人材教育 The Movie ~映画でわかる世界と人~ 第58回 「ル・アーヴルの靴みがき」川西玲子氏 時事・映画評論家
「ル・アーヴルの靴みがき」
2011年 フィンランド・フランス・ドイツ 監督:アキ・カウリスマキ
フィンランドを代表する映画監督アキ・カウリスマキは、日本でも人気が高い。『浮き雲』『過去のない男』『街のあかり』は、敗者三部作という珍しい呼称で親しまれている。大げさな演出や演技を一切排した淡々とした描写で、市井で生きる人々の慎ましい日常と人生を描く。日本人好みの作風である。

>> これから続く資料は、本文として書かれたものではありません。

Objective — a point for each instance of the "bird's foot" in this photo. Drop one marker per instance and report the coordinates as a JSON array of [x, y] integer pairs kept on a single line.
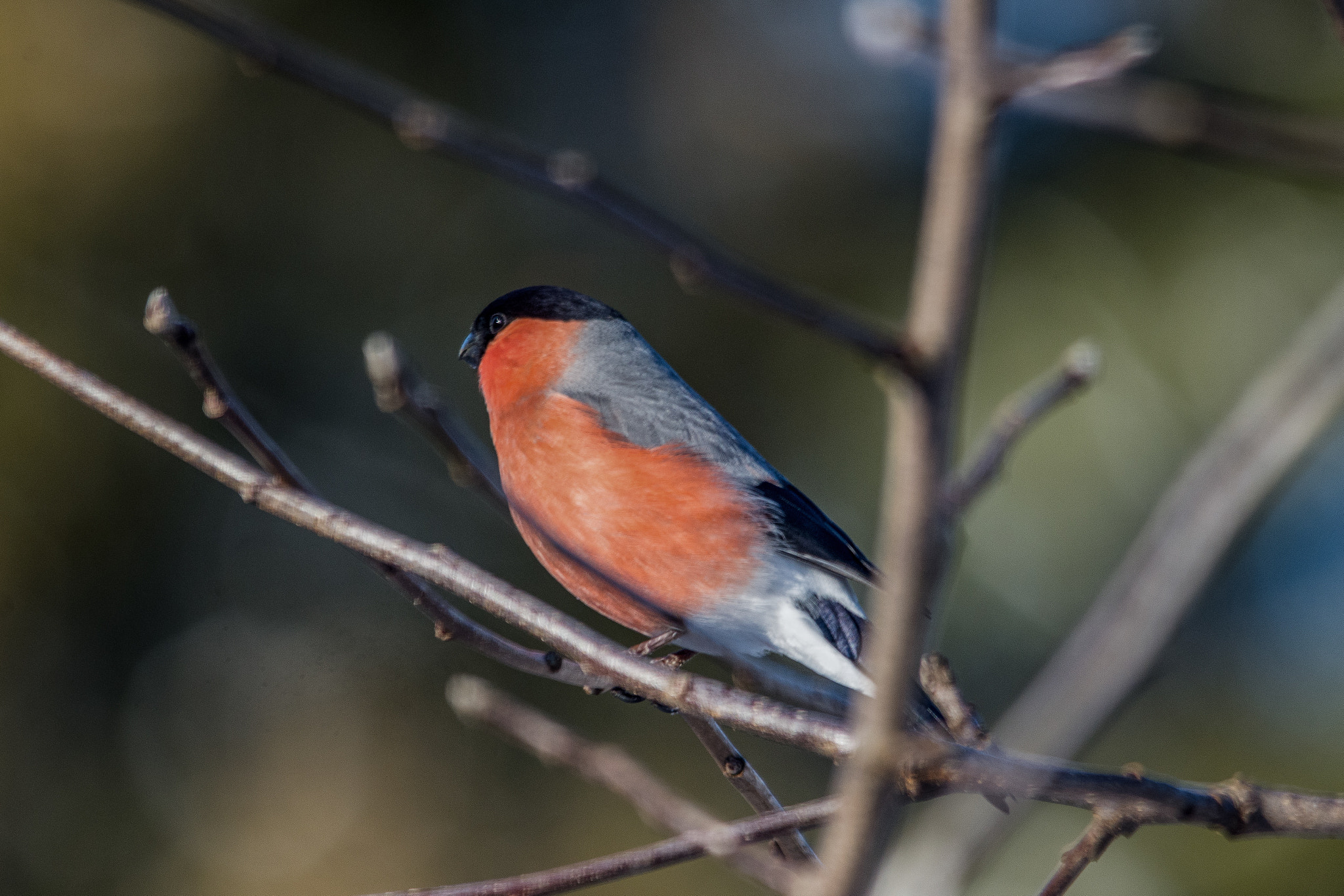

この映画は、敗者三部作を完成させた後の2011年につくられた。フィンランド、フランス、ドイツの合作で舞台はフランスである。当時、既に深刻になっていた難民問題を絡ませた、現代のおとぎ話だ。
主人公のマルセルは港町ル・アーヴルで、ベトナム移民のチャングと靴磨きをして暮らしている。若い頃はパリで作家をめざしていたこともあるらしい。だが今はあまり多くない収入を手に帰宅し、妻と飼い犬に迎えられるのを喜びとしている。